As confessing evangelicals we cannot afford to abandon our witness to the Gospel when we enter the realm of politics. It is true that our social engagement must seek the ends of the moral law, but we must remember that it is Christ who reveals and fulfills the moral law in its substance, and it is to his image, including his manner of life as a servant, that we are called to conform. It is true that the Gospel does not immediately erase all distinctions of nation, gender, or economic status, but it is equally true that the unity of all things in Christ does call for the rejection of their unjust abuses. It is true that we must be realistic about what can be achieved through politics, but our realism should lead us to champion the weak rather than the strong who oppress them under the cover of law. It is true that we may not be silent about what God's Word teaches, even when it comes to such controversial matters as human sexuality, but it is equally true that our judgment regarding how God's will should take expression in politics is fallible, that we must learn to love, serve and work with fellow citizens who disagree with us, and that our public rhetoric is only Christian if it is infused with the grace of Christ. Finally, it is true that salvation only comes to those who place their faith in Christ, and about that we must always be clear, but it is equally true that as believers we are called to embody that salvation socially by bearing one another's burdens, forgiving one another's transgressions, and caring for one another's needs.

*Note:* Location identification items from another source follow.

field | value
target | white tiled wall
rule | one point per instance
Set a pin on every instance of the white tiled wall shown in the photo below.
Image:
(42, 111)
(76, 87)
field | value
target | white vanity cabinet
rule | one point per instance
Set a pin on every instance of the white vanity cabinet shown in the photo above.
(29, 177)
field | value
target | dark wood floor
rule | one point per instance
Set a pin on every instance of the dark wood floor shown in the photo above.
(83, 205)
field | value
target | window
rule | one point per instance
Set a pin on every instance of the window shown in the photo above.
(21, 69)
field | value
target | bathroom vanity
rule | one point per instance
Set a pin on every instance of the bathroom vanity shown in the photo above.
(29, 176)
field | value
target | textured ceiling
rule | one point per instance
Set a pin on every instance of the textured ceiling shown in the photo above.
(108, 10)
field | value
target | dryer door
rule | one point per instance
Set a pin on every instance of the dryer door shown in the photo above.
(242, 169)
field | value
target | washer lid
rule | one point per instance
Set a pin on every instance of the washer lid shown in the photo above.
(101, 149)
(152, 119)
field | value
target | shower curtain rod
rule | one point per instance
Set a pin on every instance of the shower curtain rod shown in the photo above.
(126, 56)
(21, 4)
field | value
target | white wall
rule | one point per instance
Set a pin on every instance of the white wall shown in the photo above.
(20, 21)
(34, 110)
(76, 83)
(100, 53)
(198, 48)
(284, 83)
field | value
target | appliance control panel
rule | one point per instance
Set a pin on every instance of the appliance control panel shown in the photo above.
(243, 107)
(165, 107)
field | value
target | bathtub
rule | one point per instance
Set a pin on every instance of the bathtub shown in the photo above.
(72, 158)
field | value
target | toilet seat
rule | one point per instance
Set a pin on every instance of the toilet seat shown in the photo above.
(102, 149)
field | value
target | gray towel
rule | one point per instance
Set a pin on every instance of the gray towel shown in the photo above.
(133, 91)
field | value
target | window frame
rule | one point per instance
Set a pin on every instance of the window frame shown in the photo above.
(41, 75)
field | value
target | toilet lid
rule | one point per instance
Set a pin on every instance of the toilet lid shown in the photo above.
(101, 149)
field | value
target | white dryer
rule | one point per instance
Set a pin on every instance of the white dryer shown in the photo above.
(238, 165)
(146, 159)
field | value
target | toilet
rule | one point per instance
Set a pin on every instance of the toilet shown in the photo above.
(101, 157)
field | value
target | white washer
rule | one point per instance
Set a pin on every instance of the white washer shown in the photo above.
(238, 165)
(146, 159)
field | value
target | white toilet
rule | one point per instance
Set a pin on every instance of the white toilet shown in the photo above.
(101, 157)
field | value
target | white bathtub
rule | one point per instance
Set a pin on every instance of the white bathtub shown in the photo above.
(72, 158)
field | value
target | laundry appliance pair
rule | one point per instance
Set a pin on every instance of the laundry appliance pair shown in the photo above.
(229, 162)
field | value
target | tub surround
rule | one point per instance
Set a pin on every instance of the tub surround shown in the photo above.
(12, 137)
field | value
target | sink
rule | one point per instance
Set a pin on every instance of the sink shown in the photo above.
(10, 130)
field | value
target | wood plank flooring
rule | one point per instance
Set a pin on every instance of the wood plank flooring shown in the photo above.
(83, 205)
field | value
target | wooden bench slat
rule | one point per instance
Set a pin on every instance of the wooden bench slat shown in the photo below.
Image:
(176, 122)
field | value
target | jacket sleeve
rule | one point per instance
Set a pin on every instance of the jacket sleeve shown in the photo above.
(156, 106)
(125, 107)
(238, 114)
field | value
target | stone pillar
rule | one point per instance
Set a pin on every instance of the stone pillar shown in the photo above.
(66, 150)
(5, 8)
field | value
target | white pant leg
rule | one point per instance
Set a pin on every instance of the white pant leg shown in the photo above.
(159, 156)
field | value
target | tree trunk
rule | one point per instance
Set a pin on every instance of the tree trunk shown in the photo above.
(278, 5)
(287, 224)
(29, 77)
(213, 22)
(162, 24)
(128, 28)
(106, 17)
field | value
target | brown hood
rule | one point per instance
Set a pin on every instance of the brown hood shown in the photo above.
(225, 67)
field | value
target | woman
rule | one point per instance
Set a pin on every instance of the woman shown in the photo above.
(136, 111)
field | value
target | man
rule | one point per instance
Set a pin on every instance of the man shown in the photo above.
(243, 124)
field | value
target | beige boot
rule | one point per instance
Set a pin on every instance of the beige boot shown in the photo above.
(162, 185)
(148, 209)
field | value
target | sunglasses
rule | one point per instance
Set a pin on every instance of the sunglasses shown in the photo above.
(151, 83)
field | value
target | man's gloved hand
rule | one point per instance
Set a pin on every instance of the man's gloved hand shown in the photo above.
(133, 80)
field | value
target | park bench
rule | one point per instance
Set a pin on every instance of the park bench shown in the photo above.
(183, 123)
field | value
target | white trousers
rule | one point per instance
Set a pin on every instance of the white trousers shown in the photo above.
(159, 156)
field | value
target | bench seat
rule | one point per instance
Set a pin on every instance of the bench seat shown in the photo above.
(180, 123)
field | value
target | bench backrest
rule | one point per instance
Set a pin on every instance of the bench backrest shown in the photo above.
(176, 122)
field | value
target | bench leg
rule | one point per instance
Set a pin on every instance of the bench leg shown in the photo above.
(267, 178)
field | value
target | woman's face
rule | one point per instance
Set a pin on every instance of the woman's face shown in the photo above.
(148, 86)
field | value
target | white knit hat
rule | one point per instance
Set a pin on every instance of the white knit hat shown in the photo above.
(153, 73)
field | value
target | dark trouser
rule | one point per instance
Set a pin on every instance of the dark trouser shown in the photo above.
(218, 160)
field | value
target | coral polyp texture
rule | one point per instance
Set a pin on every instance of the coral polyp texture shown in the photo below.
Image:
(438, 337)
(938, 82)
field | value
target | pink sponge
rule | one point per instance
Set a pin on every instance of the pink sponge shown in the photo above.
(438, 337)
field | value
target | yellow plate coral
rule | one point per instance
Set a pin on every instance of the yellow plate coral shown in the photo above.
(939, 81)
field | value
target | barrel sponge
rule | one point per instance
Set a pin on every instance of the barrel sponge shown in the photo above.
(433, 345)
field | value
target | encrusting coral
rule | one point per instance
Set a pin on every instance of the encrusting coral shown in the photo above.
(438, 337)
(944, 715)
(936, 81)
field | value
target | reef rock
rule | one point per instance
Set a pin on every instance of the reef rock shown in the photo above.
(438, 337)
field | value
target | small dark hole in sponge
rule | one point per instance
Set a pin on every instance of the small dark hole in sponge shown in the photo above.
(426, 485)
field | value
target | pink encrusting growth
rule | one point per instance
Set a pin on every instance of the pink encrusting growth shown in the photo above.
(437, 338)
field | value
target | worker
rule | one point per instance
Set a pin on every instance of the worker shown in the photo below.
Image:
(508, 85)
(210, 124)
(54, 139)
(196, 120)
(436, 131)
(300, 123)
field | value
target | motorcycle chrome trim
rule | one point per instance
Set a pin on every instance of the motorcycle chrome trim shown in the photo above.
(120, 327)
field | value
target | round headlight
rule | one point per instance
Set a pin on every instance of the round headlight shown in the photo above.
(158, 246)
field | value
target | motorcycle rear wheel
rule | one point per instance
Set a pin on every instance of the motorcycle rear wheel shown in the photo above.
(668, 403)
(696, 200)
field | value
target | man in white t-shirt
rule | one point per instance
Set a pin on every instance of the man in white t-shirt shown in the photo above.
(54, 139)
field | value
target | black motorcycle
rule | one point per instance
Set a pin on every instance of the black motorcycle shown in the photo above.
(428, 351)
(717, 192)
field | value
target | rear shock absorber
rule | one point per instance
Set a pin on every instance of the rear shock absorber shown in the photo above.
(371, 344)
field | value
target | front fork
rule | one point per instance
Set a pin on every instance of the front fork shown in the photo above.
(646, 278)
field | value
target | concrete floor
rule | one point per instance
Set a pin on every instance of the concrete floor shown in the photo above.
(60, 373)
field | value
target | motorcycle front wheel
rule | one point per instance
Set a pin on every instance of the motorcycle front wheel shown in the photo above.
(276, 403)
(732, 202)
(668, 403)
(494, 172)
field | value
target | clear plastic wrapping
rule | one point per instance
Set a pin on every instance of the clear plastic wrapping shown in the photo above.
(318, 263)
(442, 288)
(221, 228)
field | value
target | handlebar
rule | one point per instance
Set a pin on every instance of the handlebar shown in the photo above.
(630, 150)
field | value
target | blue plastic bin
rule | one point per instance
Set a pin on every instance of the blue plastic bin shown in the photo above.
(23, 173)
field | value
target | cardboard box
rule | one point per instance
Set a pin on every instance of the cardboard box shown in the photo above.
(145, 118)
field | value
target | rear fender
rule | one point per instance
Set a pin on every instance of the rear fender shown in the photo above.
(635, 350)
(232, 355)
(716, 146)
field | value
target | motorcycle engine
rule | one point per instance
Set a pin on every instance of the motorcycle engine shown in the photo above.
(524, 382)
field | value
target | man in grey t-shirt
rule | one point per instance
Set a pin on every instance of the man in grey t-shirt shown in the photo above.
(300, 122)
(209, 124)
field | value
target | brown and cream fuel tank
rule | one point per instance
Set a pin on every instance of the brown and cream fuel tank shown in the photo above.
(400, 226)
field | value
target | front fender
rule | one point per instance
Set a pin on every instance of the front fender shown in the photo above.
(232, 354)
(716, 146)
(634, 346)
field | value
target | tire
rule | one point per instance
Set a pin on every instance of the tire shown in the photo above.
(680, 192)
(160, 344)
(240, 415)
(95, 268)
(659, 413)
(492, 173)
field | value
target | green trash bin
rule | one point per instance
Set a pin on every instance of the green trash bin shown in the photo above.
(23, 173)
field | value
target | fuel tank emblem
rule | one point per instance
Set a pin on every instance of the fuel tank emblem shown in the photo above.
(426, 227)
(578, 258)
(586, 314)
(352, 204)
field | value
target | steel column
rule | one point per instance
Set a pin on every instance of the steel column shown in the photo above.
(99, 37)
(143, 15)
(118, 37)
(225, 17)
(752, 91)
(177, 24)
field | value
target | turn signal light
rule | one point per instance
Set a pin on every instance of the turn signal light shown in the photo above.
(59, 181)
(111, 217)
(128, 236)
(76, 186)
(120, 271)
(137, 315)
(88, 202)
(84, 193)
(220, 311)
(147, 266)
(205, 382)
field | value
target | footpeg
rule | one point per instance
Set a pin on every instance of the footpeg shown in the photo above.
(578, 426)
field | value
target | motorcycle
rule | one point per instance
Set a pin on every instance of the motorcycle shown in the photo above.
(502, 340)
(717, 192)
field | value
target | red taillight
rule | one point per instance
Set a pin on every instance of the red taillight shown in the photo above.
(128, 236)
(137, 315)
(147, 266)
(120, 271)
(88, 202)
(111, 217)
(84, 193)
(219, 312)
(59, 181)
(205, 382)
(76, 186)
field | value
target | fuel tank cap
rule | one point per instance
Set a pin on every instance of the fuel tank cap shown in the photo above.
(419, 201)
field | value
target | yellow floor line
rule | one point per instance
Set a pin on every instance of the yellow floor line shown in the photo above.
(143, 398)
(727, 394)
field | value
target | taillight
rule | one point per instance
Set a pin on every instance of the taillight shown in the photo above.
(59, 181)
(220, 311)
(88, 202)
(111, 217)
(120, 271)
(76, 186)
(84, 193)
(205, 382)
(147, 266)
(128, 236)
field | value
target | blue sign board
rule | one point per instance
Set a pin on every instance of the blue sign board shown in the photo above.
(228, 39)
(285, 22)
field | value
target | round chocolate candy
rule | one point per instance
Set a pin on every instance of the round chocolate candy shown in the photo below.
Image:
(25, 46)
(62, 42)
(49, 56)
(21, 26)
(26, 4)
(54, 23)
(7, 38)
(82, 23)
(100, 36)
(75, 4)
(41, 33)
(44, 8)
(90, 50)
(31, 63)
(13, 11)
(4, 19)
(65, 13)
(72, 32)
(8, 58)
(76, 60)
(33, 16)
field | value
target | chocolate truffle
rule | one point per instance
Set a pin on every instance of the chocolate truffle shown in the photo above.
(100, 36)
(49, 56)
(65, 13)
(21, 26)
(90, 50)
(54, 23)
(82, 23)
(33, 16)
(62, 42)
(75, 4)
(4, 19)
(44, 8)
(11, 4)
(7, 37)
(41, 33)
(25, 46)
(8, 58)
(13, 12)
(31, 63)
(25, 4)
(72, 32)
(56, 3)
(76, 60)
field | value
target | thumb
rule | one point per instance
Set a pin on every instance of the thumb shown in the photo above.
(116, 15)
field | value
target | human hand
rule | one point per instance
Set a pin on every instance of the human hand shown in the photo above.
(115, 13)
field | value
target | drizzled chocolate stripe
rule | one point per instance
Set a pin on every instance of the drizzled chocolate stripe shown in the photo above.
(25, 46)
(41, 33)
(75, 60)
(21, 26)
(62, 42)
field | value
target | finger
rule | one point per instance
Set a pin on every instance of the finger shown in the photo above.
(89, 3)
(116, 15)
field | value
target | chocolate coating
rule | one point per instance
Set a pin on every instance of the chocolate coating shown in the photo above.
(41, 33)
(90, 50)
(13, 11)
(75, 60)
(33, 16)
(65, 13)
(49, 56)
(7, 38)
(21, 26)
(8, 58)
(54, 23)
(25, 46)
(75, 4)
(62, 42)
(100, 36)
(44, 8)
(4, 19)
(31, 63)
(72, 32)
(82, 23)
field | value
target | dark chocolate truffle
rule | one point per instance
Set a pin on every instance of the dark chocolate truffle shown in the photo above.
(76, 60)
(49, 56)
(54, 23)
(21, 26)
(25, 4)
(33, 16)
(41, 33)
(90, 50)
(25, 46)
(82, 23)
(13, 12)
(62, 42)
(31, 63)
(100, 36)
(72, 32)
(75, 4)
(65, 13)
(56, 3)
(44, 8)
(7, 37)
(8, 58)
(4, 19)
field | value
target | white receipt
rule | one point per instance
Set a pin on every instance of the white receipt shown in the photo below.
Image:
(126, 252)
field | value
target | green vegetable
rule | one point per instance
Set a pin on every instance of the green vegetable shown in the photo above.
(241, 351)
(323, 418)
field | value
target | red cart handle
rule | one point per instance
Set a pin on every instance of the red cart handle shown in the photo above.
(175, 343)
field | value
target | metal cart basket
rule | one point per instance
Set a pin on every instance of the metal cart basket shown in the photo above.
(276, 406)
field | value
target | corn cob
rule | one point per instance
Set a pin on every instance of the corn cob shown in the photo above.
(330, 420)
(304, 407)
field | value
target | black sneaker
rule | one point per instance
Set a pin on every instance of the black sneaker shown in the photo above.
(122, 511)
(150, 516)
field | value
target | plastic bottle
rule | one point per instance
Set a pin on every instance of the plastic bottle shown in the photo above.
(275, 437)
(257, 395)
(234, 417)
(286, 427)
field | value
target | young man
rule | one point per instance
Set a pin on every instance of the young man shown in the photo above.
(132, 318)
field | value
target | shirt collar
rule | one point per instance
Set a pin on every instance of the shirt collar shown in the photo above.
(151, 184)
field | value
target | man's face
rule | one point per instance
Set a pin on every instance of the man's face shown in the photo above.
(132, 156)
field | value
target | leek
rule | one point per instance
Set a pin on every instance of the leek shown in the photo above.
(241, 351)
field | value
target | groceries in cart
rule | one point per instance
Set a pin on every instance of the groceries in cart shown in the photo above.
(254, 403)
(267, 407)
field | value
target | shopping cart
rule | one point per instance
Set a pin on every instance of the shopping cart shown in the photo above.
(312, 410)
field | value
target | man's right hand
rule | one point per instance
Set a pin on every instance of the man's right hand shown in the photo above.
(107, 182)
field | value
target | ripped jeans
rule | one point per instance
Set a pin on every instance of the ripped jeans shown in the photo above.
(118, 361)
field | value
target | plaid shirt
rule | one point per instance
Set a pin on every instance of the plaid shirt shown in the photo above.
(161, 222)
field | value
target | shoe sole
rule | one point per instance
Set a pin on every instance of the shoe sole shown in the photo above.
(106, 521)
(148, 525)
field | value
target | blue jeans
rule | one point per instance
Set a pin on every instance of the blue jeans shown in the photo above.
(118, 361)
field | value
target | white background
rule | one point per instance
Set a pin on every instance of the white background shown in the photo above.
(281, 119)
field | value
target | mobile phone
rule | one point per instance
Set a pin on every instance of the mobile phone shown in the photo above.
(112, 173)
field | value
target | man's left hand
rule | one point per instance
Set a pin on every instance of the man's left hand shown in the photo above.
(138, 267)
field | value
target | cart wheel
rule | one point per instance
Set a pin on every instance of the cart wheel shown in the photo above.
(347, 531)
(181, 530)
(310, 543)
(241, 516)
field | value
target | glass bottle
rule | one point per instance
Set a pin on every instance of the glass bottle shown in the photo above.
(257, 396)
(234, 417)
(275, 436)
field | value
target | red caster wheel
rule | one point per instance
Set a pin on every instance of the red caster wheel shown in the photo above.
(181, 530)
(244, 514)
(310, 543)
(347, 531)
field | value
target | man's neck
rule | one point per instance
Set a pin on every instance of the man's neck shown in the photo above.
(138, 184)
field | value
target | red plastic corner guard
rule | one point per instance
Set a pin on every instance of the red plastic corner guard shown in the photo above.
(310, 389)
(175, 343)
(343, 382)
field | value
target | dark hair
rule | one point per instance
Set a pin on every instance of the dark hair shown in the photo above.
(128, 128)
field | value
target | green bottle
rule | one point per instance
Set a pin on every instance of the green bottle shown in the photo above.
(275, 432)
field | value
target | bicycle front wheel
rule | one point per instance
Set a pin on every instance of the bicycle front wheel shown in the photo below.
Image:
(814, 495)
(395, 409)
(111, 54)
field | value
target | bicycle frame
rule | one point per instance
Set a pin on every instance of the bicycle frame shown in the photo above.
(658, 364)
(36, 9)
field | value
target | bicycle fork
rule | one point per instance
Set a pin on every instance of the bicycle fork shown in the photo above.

Matthew J. Tuininga teaches politics and core studies at Oglethorpe University in Atlanta, Georgia, and was recently appointed assistant professor of moral theology at Calvin Theological Seminary in Grand Rapids, Michigan. He is a licensed exhorter in the United Reformed Churches of North America and he blogs at matthewtuininga.wordpress.com 

Notes:

[1] Martin Luther King Jr., "Letter From a Birmingham Jail," in I Have a Dream: Writings and Speeches That Changed the World (ed. James M. Washington; New York: Harper Collins, 1992), p.96.

[2] King, "Letter From a Birmingham Jail," p.89

[3] King, "Letter From a Birmingham Jail," p.89

[4] Rufus Burrow Jr., "Personalism, the Objective Moral Order, and Moral Law in the Work of Martin Luther King, Jr.," in The Legacy of Martin Luther King, Jr.: The Boundaries of Law, Politics, and Religion (ed. Lewis V. Baldwin; Notre Dame: University of Notre Dame Press, 2002), pp.213-228.

[5] Burrow,  "Personalism, the Objective Moral Order," p. 222.

[6] Burrow,  "Personalism, the Objective Moral Order," p.236.